KnockKnock cyber attack on Office 365 Exchange Online email accounts

Silver Contributor

It's been reported there is an ongoing cyber attack against Office 365 Exchange Online mailboxes called KnockKnock. 

 

Not to sensationalize any reports but I think it's worth reviewing some of the outcomes to highlight the methods involved, which I have tried to summarize below along with a few best practices that can disrupt much of this. 

 

  • Apparently, the KnockKnock campaign started in May 2017 and is ongoing, reportedly widespread though the bulk of the activity was from June to August.
  • Attacks are targeted rather than a mass strike, with system accounts the aim, as these are typically are less well protected like with a poor password policy or lacking MFA etc, yet these accounts often have elevated rights.
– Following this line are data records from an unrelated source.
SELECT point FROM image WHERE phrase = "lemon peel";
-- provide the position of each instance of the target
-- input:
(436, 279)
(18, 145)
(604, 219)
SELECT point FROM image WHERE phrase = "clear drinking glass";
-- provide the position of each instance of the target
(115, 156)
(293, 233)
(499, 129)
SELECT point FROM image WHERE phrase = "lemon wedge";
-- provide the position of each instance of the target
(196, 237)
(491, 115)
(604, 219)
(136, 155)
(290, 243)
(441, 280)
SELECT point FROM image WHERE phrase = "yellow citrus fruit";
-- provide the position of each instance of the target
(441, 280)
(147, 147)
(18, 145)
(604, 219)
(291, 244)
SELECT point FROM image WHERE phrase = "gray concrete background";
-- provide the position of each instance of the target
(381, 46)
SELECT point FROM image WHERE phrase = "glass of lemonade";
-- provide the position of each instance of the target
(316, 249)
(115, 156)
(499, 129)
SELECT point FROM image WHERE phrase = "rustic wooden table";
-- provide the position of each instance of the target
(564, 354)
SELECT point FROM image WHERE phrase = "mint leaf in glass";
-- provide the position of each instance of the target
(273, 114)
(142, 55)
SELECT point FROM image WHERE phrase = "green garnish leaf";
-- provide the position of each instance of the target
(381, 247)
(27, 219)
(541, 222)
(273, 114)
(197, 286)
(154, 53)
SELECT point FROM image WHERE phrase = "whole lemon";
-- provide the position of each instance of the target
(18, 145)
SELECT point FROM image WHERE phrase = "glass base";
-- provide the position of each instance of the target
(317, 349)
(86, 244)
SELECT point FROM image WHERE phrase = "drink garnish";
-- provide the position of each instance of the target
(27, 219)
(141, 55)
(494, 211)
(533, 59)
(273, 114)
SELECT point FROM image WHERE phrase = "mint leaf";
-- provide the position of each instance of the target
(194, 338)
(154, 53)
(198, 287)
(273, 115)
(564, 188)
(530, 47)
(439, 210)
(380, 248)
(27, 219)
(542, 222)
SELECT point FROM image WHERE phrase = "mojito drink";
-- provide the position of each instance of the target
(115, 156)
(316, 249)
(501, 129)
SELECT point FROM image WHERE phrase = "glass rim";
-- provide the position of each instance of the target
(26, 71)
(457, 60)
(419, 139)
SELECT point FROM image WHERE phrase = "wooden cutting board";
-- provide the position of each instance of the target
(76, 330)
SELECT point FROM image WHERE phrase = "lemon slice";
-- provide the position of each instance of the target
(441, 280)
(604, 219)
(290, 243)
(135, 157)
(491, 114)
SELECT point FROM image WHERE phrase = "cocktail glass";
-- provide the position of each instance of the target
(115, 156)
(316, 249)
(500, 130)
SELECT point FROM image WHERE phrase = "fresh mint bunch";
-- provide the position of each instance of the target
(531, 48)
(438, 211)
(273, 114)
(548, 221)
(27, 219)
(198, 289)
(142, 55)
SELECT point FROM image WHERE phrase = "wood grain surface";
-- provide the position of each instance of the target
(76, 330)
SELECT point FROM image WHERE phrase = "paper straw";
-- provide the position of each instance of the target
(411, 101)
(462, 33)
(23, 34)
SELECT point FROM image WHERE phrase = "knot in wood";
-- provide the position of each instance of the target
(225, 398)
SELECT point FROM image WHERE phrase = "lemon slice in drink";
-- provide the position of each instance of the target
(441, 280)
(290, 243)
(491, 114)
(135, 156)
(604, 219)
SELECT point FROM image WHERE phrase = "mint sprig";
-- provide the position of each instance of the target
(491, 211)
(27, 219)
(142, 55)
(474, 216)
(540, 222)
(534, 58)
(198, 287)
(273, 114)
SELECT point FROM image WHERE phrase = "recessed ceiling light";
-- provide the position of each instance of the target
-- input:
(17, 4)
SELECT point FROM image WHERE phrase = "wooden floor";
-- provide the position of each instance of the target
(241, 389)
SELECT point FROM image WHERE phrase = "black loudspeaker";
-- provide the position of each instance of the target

Examples given include service, automation and internal tool accounts as well as distribution lists and shared and delegated mailboxes.  The attack is very low key and designed to avoid detection.
  • Once an account has been comprised, an inbox rule is setup for data exfiltration, then the attack tries to spread via a phishing campaign using the infected inbox.

Source

 

Here are a few tips, from my perspective that makes some sense:

 

  • Don't skimp on security with service, system, middleware, automation accounts etc., have strong measures in place to protect them.
  • Minimize the use of these ‘non-human’ system accounts, give them no more rights than they need, track their usage and retire them as systems are no longer needed.
  • Look at the Client External Rules Forwarding Block that Secure Score can implement easily on your behalf, that stop email rules forwarding outside the organization
  • Protect privileged accounts with all the means available, MFA for Admins (at least), just in time administration for these accounts where available, see options here -  Securing privileged access in Azure AD

 As Tony Redmond revealed via an Ignite stat "only 0.73% of Office 365 administrative accounts are protected by multi-factor authentication", which is disappointingly low and make attacks like this, that bit easier to pull off.

1 Reply

As Tony Redmond revealed via an Ignite stat "only 0.73% of Office 365 administrative accounts are protected by multi-factor authentication", which is disappointingly low and make attacks like this, that bit easier to pull off.


 

Until Microsoft makes it so that MFA is usable throughout ALL its services I won't be using it. So they only have themselves to blame.